Der Schweizerische Bankpersonalverband SBPV hat die Fusion zwischen BSI und EFG zur Kenntnis genommen und hofft, dass damit die Zeiten der Unsicherheit für die BSI zu Ende sind. Leider ist noch nicht absehbar, welche Konsequenzen die Fusion für die Angestellten haben wird.

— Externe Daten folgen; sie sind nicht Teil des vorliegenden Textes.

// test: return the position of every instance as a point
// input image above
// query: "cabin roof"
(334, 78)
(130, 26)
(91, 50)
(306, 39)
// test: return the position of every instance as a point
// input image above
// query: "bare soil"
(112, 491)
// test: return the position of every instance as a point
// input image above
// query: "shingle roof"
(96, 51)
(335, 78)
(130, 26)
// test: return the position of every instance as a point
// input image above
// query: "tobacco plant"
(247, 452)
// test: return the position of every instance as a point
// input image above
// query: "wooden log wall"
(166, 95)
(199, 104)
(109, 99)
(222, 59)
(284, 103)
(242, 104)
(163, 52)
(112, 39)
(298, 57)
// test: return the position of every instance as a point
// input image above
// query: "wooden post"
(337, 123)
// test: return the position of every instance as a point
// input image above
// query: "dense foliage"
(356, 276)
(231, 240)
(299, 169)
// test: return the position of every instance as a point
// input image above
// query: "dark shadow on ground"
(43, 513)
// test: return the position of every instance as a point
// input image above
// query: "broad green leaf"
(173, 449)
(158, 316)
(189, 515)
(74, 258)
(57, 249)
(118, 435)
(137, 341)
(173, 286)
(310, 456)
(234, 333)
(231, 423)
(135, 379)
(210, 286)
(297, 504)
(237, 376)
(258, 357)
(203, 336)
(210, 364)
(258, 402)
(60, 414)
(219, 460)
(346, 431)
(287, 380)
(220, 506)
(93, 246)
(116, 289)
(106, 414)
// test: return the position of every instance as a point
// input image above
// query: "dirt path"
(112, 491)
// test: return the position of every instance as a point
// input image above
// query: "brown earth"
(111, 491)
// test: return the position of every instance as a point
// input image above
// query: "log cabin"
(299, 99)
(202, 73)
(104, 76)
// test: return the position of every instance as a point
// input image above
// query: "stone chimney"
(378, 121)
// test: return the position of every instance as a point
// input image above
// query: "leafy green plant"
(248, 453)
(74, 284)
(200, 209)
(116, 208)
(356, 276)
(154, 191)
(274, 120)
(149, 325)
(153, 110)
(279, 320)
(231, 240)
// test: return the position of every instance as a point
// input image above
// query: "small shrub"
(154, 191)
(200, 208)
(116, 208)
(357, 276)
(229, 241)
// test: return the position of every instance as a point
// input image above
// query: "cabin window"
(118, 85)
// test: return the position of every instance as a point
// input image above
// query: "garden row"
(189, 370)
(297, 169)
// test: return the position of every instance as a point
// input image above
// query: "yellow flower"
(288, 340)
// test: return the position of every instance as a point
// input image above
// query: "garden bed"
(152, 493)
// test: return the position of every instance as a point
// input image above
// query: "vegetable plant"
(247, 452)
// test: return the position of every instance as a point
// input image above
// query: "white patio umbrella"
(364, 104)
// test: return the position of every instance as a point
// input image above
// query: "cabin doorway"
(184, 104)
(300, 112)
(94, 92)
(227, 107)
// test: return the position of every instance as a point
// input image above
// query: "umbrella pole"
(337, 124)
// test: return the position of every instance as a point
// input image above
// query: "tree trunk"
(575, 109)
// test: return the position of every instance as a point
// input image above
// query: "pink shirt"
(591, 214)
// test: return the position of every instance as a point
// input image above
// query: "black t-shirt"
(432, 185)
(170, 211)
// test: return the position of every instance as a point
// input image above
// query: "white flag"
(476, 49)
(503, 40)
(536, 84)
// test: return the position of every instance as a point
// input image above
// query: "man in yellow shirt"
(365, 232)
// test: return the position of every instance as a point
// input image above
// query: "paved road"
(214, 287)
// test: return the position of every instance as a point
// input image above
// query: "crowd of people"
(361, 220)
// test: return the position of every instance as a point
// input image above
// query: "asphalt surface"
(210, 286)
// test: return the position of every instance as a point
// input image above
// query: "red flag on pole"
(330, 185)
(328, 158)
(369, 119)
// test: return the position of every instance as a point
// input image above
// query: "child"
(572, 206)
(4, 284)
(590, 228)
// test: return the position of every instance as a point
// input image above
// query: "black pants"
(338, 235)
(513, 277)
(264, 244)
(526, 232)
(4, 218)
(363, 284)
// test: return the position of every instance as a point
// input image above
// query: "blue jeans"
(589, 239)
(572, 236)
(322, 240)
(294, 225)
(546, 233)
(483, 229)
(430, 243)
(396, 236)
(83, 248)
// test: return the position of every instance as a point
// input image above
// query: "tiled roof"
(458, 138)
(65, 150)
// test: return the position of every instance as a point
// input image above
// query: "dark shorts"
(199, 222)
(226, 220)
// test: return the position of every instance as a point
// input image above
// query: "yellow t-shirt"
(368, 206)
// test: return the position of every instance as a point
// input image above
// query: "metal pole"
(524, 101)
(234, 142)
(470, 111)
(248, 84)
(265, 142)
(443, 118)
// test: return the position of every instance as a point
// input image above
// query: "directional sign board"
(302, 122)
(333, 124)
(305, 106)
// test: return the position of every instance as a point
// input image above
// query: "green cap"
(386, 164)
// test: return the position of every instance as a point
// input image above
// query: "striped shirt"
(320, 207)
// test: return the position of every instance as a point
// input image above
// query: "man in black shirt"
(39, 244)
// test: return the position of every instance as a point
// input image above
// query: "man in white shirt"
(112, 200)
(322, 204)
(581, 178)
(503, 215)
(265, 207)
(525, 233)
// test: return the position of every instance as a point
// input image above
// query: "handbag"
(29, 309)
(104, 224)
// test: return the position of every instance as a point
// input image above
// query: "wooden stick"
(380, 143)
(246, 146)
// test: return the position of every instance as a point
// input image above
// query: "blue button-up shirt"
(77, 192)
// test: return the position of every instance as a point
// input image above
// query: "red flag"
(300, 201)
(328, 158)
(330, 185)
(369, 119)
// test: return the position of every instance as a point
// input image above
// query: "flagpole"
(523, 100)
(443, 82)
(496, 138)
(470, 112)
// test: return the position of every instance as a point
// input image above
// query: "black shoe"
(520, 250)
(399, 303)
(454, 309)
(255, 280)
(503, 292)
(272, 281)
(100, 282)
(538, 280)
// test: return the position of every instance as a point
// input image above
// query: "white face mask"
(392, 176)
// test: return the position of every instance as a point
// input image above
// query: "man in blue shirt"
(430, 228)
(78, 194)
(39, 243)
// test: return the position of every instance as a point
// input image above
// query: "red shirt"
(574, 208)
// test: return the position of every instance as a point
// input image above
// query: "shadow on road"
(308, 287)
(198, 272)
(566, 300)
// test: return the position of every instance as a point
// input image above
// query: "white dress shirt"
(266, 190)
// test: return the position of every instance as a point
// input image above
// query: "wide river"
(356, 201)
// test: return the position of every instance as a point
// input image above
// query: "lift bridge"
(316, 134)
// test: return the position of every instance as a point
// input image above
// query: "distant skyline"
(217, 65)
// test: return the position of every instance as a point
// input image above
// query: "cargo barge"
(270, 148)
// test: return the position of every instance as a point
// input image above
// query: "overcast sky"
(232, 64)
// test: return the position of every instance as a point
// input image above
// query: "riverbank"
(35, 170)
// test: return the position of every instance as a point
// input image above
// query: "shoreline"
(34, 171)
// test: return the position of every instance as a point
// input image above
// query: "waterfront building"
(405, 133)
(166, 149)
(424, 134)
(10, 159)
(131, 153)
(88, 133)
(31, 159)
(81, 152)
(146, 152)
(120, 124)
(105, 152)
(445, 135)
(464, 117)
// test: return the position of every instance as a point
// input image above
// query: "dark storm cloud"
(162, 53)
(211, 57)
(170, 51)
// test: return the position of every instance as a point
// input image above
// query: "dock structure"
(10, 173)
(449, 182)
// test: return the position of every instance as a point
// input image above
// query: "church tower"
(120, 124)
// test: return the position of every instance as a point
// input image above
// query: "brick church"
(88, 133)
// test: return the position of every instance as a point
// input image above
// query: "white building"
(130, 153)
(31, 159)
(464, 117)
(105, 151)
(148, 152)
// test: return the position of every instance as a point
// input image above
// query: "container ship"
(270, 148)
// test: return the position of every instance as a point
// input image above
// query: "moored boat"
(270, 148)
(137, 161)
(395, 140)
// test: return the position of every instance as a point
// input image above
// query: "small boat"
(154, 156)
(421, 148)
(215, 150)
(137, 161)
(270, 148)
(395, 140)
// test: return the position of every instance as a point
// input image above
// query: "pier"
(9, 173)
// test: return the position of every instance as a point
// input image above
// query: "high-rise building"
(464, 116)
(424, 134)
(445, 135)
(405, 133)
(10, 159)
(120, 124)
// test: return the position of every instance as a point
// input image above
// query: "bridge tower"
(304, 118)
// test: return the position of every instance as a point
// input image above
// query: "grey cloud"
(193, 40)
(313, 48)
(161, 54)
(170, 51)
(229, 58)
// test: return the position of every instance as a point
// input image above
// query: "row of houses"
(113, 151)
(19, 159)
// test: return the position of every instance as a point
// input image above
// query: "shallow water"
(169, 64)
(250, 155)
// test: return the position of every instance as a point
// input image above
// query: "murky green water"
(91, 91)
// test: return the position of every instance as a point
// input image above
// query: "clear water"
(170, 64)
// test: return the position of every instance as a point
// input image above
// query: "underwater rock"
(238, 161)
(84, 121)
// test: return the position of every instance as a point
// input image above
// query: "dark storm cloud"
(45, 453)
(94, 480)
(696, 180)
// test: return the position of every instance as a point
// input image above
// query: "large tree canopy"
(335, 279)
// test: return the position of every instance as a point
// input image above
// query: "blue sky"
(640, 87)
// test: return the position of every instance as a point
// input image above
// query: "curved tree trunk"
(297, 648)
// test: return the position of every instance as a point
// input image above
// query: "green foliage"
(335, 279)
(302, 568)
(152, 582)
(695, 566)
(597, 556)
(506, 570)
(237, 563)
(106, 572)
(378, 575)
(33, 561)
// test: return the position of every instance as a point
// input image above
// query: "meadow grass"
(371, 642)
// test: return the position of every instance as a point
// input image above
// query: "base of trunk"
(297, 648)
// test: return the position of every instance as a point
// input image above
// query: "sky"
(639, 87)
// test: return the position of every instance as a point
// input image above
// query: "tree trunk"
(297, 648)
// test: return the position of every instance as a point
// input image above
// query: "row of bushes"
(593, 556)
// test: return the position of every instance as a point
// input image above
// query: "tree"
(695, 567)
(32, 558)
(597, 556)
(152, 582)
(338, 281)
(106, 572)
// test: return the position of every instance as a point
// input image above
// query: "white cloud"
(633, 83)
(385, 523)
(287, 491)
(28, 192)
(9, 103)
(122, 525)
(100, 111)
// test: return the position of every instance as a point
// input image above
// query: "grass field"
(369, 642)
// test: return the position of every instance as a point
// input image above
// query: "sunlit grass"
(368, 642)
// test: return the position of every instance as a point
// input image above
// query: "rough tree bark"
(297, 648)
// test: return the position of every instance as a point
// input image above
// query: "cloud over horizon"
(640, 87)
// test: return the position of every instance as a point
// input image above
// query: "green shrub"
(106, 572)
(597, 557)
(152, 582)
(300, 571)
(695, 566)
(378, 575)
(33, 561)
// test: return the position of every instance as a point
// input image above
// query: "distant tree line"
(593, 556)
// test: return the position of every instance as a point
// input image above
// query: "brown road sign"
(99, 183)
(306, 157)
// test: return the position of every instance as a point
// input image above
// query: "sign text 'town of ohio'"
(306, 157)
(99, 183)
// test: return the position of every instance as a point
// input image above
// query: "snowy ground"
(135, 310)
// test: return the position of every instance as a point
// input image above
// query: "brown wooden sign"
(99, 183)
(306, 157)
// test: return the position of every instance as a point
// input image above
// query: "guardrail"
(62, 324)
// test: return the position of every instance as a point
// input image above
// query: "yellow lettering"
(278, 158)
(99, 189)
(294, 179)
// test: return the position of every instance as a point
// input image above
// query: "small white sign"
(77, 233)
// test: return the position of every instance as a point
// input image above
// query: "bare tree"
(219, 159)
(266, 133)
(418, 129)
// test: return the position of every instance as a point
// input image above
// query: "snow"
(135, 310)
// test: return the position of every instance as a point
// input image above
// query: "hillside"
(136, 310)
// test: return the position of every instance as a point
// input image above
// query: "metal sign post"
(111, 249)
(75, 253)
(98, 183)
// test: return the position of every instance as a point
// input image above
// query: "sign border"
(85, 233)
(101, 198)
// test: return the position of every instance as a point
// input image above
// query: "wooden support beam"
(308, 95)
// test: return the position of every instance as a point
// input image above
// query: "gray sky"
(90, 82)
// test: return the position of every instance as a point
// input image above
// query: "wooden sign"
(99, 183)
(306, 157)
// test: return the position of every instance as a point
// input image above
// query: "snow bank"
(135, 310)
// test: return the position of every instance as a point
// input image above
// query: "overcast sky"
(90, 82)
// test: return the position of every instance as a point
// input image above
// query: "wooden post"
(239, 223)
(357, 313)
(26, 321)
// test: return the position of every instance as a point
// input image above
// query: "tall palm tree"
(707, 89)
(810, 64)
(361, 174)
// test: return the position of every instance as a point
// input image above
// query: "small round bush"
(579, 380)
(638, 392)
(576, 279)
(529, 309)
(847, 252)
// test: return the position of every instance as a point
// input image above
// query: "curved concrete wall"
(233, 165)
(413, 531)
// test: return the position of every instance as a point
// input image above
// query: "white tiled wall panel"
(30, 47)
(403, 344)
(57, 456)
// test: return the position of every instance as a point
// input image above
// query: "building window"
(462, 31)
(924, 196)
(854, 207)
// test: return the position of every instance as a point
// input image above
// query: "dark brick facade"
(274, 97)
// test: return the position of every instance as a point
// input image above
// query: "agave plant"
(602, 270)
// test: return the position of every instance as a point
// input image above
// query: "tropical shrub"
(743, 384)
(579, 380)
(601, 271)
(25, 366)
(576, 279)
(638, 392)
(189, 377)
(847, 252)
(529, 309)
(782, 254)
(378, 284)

Das sozialpartnerschaftliche Verhältnis wird in der BSI gross geschrieben. So hat die BSI die VAB (Vereinbarung über die Anstellungsbedingungen der Bankangestellten) unterzeichnet und im Jahr 2014 auch einen Sozialplan für die Angestellten verhandelt, welcher bis Ende Dezember 2015 galt. Der SBPV erwartet nun von der neuen Geschäftsleitung, dass man die VAB auch bei der neuen Bank unterzeichnet und dadurch die Angestellten weiter schützt.
Der Zusammenschluss der beiden Banken sollte in Zusammenarbeit mit der Personalkommission der BSI und dem SBPV stattfinden. Die vorgesehenen Synergien dürfen nicht nur auf die Personalkosten fokussieren. Zudem soll der im Jahr 2014 verhandelte Sozialplan unbedingt verlängert werden, damit der angekündigte Stellenabbau sozialverträglich umgesetzt werden kann. Der SBPV hat die Banken diesbezüglich bereits kontaktiert und wird sich mit den zuständigen Personen treffen.
Je nachdem, welche Informatikplattform gewählt wird, ist auch ein Stellenabbau bei der B-Source im Tessin möglich. Daher sollte für diese Angestellten ebenfalls schnell ein Sozialplan verhandelt werden. Ein solcher Plan wurde im 2015 zwischen dem SBPV und B-Source in der Romandie verhandelt.